„Rand“ von Miroslava Svoliková in einer Inszenierung vom Schauspielhaus Wien derzeit beim Dramatiker*innen-Festival in Graz, dann in Bregenz und Ende des Sommers mit einer Wiederaufnahme in Wien.
Zu sphärischen Klängen plustern sich auf dem Bühnenboden liegende weiße Flächen auf zu Kugeln. Die von oben hängenden Säcke werden zu ebenso prall gefüllten Bubbles. Kaum Platz für irgendwas anderes. Da zwängen sich zwischen den Kugeln Schauspieler*innen durch in verschiedenen, aber jeweils einer Farbe gekleidet. Und mit den bekannten Formen des All-Time-Computerspiele-Klassikers Tetris. Die Darsteller*innen outen sich als diese Steine.

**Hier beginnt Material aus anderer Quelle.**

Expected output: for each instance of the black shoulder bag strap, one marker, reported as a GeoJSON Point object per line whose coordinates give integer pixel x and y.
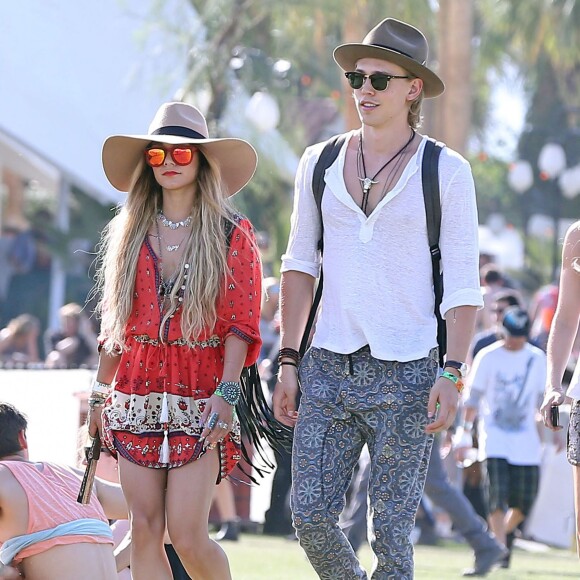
{"type": "Point", "coordinates": [431, 197]}
{"type": "Point", "coordinates": [327, 157]}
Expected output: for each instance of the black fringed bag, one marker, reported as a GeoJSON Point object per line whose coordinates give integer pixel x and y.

Sie drängen n die Mitte, ineinander passen, aneinander reiben – das verschafft ihnen – von den Lauten her so etwas wie Orgasmen. „Nur nicht am Rand sein!“
Und übrigens: Sie seien alles andere als seelenlose Wesen. Sondern sogar sehr nachdenklich und spirituell. In die Mitte – das ist ihr Ziel. Und die Erkenntnis: Es gibt kein Leben außerhalb der Gruppe.

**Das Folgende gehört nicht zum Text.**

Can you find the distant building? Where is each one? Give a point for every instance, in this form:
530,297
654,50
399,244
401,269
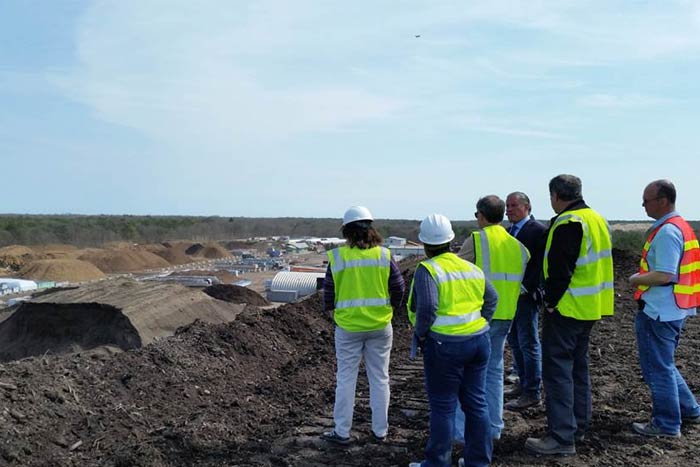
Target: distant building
394,241
9,285
402,252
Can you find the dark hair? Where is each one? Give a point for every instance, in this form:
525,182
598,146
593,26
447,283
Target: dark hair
567,187
361,234
492,208
435,250
522,197
665,189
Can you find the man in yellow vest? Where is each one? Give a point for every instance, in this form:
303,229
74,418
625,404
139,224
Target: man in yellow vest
578,274
668,291
503,259
449,304
361,289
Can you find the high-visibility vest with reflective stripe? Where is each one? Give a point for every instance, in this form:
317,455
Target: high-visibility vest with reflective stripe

So weit in etwa die ersten Szenen von „Rand“, in einer Inszenierung vom Schauspielhaus Wien – zu Gast im Grazer städtischen Kinder- und Jugendtheater „Next Liberty“ während des diesjährigen, derzeit (Juni 2021) laufenden Dramatiker*innen-Festivals. Das endet am Sonntag mit der Vergabe der renommierten Retzhofer Dramapreise – heuer erstmals auch eine Kategorie Theatertexte für junges Publikum. „Rand“ ist ein Text von Miroslava Svoliková, einer früheren Preisträgerin (2015).
Was die Tetris-Steine schon eingangs thematisieren, darum geht’s in dem rund 1 ¾-stündigen Stück die ganze Zeit – ja nicht an den Rand gedrängt werden. Warum aber haben es viele nötig, andere aus der Mitte zu verjagen, an oder gar über den Rand hinaus zu drängen, in Abgründe zu stoßen? Und verlangt das Drängen in die Mitte nicht vor allem ein Abschleifen von Ecken und Kanten, um zu einer Einheit zusammengekleistert werden zu können? Oder: Sind wir nicht alle in einer Art Rahmen wie die Tetris-Steine?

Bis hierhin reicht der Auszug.